自らの遺伝子を残すために、意思でコントロールできないようにされていると思えば、ヒトは単なる遺伝子の乗り物だということもすんなり受け入れられるように思います。かといって、本能の赴くままに行動するのも許容できない場合もありますが。

・女性は「成長とともにエロスの対象を修正できる」というのも逆に柔軟すぎて怖い。

 

生理の本を読んだ後だったので、ホルモンの話は特に理解が深まりました。

お互いがこんなに違うのでは、分かりあえなくて当然じゃん、という気持ちになってきます。
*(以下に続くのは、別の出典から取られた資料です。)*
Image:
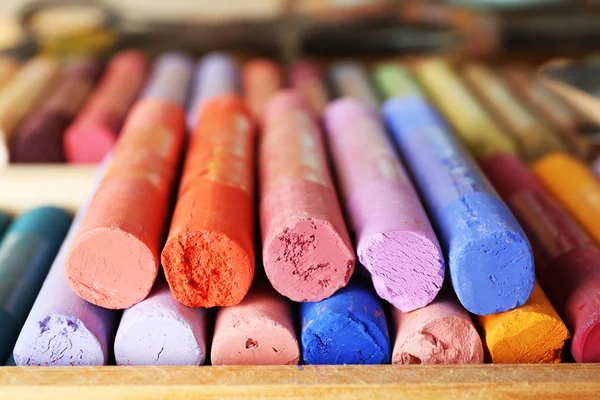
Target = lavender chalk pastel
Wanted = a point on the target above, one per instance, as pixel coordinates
(26, 254)
(349, 79)
(395, 241)
(62, 329)
(170, 75)
(347, 328)
(161, 331)
(489, 258)
(216, 74)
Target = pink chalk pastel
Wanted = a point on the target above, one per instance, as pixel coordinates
(161, 331)
(258, 331)
(440, 333)
(307, 251)
(395, 240)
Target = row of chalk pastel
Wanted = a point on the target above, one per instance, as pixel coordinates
(112, 256)
(52, 112)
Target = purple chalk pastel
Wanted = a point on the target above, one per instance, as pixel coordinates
(216, 74)
(169, 78)
(62, 329)
(161, 331)
(395, 241)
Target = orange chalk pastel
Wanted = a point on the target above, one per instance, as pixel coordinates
(306, 78)
(261, 78)
(532, 333)
(209, 255)
(575, 186)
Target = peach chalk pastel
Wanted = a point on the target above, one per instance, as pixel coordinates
(161, 331)
(208, 258)
(394, 238)
(96, 128)
(261, 78)
(440, 333)
(114, 259)
(62, 329)
(20, 95)
(40, 138)
(307, 251)
(530, 334)
(216, 74)
(258, 331)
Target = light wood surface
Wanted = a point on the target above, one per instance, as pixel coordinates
(23, 186)
(566, 381)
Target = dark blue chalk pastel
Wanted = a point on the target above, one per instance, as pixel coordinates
(347, 328)
(488, 255)
(26, 253)
(4, 222)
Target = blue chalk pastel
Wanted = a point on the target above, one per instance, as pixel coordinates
(4, 222)
(347, 328)
(26, 253)
(488, 255)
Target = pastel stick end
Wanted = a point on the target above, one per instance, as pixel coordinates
(59, 341)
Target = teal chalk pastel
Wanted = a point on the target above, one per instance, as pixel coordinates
(26, 253)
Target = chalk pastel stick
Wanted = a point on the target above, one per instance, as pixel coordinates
(62, 329)
(306, 78)
(574, 186)
(534, 137)
(530, 334)
(567, 262)
(26, 254)
(349, 79)
(161, 331)
(261, 78)
(114, 258)
(208, 258)
(307, 251)
(24, 186)
(95, 129)
(40, 138)
(471, 122)
(216, 73)
(8, 68)
(258, 331)
(20, 95)
(5, 220)
(347, 328)
(489, 258)
(394, 238)
(440, 333)
(549, 107)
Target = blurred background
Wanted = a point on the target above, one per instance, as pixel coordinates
(318, 27)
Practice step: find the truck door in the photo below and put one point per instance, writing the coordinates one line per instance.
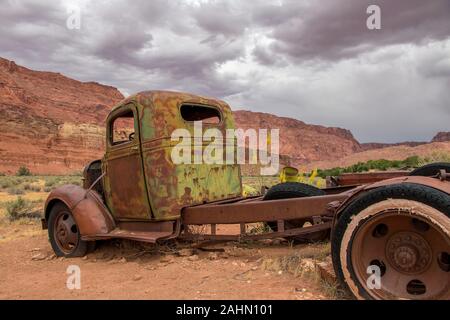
(125, 187)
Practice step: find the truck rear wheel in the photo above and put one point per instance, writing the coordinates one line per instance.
(296, 190)
(394, 243)
(64, 234)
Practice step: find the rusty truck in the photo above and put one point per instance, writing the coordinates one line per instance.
(395, 222)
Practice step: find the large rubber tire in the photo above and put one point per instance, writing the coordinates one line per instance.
(296, 190)
(77, 247)
(358, 215)
(431, 169)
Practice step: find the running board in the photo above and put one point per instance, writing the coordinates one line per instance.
(150, 232)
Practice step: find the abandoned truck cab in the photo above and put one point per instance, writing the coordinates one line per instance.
(141, 180)
(398, 221)
(136, 183)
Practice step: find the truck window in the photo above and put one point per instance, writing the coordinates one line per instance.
(207, 115)
(122, 128)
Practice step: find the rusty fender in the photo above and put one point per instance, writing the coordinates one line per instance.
(90, 214)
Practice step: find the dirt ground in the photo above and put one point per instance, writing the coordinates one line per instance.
(127, 270)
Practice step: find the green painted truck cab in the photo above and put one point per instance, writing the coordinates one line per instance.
(141, 182)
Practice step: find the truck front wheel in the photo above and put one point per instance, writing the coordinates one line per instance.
(393, 242)
(64, 234)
だからこそ、気持ちが通うと嬉しいんだな、ということも分かります。

異性の気持ちが分からなくなったとき、ただ感情的に衝突するのではなく、まったく違う人生の中にいるんだ、と思うと、少し俯瞰的に見られるかもしれないな、という気がしてきました。

 

自分が今の人生の記憶を何も引き継がずに次は男性として生まれたら、またこの本読んだほうがいいよと教えてあげたい。

 

最後まで読んでくださってありがとうございました。